En días recientes, el expresidente Ernesto Zedillo entre diversos y puntuales señalamientos sobre la democracia, le pidió a la presidenta Claudia Sheinbaum auditar las obras emblemáticas del sexenio de su antecesor, Andrés Manuel López Obrador. Con excesiva objetividad, Zedillo remarcó lo que diversos especialistas y ciudadanos hemos notado desde hace tiempo, la existencia de sobrecostos, inconsistencias técnicas y, en algunos casos, una preocupante opacidad en megaproyectos como el Tren Maya, la Mega Farmacia, la Refinería de Dos Bocas o el Aeropuerto Internacional Felipe Ángeles.
Este exhorto, viniendo de quien encabezó un gobierno marcado por una severa crisis económica, no deja de ser simbólicamente poderoso. Y no porque Zedillo sea una figura inmaculada, sino porque representa a una generación de políticos que, a pesar de sus errores, no rehuyeron al juicio histórico. Al pedir transparencia sobre el uso de los recursos públicos, Zedillo toca un punto que es importante para el funcionamiento de la administración pública, la necesidad de rendición de cuentas, sin excepciones.
La respuesta de la presidenta Sheinbaum fue inmediata y, en cierto modo, predecible. El Fobaproa, como una suerte de contrapeso moral. “Si vamos a hablar de excesos y deudas heredadas”, vino a decir, “hablemos de todas”. Y sí, hablar del Fobaproa es legítimo; representa uno de los capítulos más controversiales del México moderno. Sin embargo, al traerlo al presente como defensa frente a un llamado a la transparencia actual, el discurso corre el riesgo de caer en el pasado como refugio, en lugar de mirar al futuro como responsabilidad.

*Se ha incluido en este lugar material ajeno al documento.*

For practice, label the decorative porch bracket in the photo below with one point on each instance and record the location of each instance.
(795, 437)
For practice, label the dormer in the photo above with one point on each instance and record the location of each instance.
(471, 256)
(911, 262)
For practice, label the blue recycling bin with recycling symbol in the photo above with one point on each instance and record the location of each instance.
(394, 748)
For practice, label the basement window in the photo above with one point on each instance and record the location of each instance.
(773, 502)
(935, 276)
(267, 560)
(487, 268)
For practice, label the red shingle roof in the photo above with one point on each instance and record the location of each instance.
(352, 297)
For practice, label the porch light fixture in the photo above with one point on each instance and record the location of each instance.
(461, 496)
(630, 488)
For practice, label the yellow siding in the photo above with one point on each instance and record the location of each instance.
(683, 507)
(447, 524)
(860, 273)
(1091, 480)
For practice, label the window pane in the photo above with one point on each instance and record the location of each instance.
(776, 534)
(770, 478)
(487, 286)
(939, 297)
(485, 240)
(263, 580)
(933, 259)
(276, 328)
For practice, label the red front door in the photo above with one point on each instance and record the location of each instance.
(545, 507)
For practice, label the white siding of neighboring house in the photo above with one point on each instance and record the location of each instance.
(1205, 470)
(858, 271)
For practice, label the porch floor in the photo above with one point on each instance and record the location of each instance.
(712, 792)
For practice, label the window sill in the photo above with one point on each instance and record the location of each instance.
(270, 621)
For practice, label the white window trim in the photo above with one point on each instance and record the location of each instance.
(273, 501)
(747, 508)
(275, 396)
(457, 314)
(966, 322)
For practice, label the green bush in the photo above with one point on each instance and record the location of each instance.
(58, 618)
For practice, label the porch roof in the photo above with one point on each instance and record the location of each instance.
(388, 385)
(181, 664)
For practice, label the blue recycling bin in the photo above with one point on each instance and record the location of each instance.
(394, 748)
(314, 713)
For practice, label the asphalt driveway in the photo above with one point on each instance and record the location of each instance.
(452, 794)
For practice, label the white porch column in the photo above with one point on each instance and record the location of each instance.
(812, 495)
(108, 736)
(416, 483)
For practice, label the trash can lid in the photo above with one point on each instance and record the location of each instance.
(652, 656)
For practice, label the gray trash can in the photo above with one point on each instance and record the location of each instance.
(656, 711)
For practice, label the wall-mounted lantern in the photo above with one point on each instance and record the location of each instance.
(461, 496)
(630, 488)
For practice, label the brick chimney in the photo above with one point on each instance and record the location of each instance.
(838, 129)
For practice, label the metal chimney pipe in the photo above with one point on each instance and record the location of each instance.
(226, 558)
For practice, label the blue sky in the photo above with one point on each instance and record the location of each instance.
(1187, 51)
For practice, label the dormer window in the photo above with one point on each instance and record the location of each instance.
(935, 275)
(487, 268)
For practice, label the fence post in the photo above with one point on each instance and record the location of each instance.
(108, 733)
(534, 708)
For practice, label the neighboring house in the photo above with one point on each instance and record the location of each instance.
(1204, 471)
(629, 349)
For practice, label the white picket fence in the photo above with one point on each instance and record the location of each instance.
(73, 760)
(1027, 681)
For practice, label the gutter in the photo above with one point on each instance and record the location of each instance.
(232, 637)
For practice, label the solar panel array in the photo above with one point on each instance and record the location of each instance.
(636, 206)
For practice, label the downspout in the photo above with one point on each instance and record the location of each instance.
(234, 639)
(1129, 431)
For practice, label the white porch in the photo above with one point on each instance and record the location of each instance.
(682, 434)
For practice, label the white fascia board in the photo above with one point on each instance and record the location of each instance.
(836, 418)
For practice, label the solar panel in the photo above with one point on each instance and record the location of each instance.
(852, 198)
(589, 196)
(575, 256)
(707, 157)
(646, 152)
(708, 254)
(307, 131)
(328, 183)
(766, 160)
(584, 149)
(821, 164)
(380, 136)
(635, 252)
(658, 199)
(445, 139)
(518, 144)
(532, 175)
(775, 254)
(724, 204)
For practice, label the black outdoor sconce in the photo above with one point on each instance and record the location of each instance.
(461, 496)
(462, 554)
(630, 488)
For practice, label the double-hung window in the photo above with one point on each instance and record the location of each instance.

Y es aquí donde se revela lo absurdo de la respuesta, al intentar contraatacar, el argumento presidencial rozó una autoincriminación política. Numerosos actores que hoy militan en Morena participaron, en distintos momentos, del proceso legislativo y técnico que dio vida al Fobaproa. Algunos votaron a favor. Otros guardaron silencio. Varios fueron directamente beneficiados. Incluso, algunos lo defendieron como una medida necesaria ante el colapso bancario. En política, los atajos discursivos rara vez son gratuitos.
El dogma morenista es simple, la responsabilidad del presente, es culpa del pasado. Pero México no puede seguir administrando su presente a partir de los errores del pasado. Ni los gobiernos anteriores deben gozar de impunidad histórica, ni los actuales pueden justificar sus decisiones señalando con el dedo hacia atrás. Lo que necesitamos no es revancha, sino una política de memoria y responsabilidad. Si en efecto el Fobaproa fue una decisión cuestionable, que se hable de ello con documentos (que, además, son públicos), con seriedad, y con justicia. Pero que eso no sirva de escudo para ignorar las dudas legítimas que hoy despiertan los megaproyectos del sexenio de López Obrador.
Auditar no es castigar, es comprender, corregir y, si es necesario, sancionar. Es una práctica de madurez institucional. En un país donde la desconfianza ha sido la constante, abrir los estados financieros, revisar los contratos, evaluar los resultados y hacerlo sin filias ni fobias, debería ser una acción elemental, no una batalla ideológica.
La petición de Zedillo a Sheinbaum es una invitación con una oportunidad de romper con un ciclo. Es una puerta abierta para que la presidenta pueda convertirse en la titular del ejecutivo, que sin miedo ni cálculo, impulse un ejercicio de transparencia inédito en la historia reciente de México. No por consigna, sino por convicción. No para complacer a sus críticos, sino para honrar a quienes depositaron en ella su confianza. Porque no se debe gobernar para custodiar legados ajenos, si no para construir el propio, con verdad, con firmeza y con ética.
México merece saber qué hizo López Obrador con los recursos públicos. Pero más aún, merece saber que, a partir de ahora, quien lo administra está dispuesto a responder por cada peso invertido, y que no es solamente la tapadera del anterior sexenio.